まさかこんなことになるとは…。
全編神戸ロケ低予算超B級新感覚ホラーパニック完全自主制作アイドル映画「みぽりん」が、地元神戸の元町映画館で、9月7日から13日まで1週間限定上映されたのだが、なんと初日から最終日まで全て満席立ち見という輝かしい記録を打ち立ててしまった。劇場関係者によると、「1日1回、1週間限定」という同じ公開条件の作品としては、今夏4Kデジタルリマスター版が上映された超弩級の歴史的ドキュメンタリー映画「東京裁判」(1983年)に匹敵する反響という。一体どういうことなのか。
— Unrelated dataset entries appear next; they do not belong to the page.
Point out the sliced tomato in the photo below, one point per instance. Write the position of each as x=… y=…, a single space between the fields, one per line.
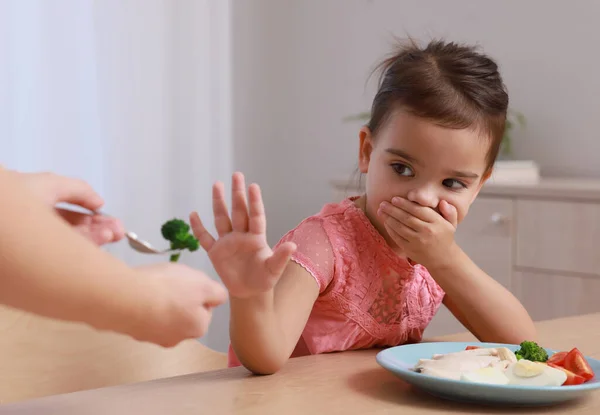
x=572 y=378
x=558 y=358
x=577 y=363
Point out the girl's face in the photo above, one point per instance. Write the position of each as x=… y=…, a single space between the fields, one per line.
x=420 y=161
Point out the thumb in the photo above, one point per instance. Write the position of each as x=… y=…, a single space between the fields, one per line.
x=449 y=213
x=280 y=258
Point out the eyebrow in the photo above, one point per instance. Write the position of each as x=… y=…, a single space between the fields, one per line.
x=402 y=154
x=408 y=157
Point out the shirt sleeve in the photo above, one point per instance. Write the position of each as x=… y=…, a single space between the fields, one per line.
x=314 y=250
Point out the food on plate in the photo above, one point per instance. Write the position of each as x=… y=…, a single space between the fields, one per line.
x=532 y=351
x=530 y=365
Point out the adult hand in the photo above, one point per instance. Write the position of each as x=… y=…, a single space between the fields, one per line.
x=184 y=309
x=51 y=189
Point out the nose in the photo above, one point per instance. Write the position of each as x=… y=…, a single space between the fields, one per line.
x=424 y=195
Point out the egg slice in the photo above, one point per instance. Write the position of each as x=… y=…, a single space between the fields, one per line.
x=527 y=373
x=489 y=375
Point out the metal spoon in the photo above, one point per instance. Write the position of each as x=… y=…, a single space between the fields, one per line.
x=134 y=241
x=144 y=247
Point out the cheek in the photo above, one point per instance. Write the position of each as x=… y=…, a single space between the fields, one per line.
x=462 y=205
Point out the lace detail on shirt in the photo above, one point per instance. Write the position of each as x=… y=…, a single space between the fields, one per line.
x=314 y=251
x=376 y=288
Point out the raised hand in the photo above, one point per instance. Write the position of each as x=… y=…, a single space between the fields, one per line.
x=241 y=256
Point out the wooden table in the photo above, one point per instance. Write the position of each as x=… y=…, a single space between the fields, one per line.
x=343 y=383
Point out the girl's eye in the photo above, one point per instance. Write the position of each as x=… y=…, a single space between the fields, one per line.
x=403 y=169
x=454 y=184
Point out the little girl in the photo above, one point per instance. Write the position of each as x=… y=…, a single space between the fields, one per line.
x=373 y=270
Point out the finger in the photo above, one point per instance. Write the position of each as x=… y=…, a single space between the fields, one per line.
x=222 y=222
x=424 y=213
x=99 y=228
x=258 y=221
x=449 y=213
x=110 y=223
x=280 y=258
x=71 y=190
x=100 y=235
x=402 y=216
x=239 y=210
x=215 y=295
x=205 y=239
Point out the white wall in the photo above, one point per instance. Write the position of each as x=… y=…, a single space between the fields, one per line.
x=300 y=66
x=131 y=96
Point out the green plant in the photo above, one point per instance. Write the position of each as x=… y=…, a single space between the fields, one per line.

最終日の劇場に潜入した。
「みぽりん、いかがですか」
「神戸で撮影した映画です、見てみませんか」
13日午後7時前、劇場前では最早おなじみとなったキャストやスタッフによるにぎやかな呼び込みが行われていた。そしてこの日も見事に全66席が完売。支配人の林未来さんは語る。「全ての回を満席にできたのは、なんと言っても彼らの頑張りがあったからこそ。上映が決まってからの数カ月間、フェイス・トゥ・フェイスでとにかく宣伝を頑張ってきたのは本当にすごいことだと思います」
「みぽりん」の予告編が初めて人の目に触れたのは、今年4月の元町映画館だった。6月には、2018年に大ヒットした「カメラを止めるな!」のスピンオフ映画「ハリウッド大作戦!」上映前に紹介されたことで、カメ止めファンらが“発見”。「神戸で変な映画ができたらしい」という情報がTwitterで拡散され、知名度と期待値がぐいぐい上がっていった。7月のカナザワ映画祭では「期待の新人監督」で観客賞を獲得。平行して松本大樹監督やキャスト、スタッフらが「ビラくばーる部」と称して神戸や大阪、京都、東京に散り、地道な宣伝活動に明け暮れた。
公開直前の9月2日には、神戸のライブハウスで劇中の声優地下アイドルが出演する異例のライブイベントを開催。神戸に支店を置くCDショップ、タワレコとHMVがタッグを組んで「みぽりん」を応援するというミラクルまで起こしてしまったが、その一方で、春ごろから休みなく飛び回り続けた松本監督は10kg近く体重が落ちたという。……心労?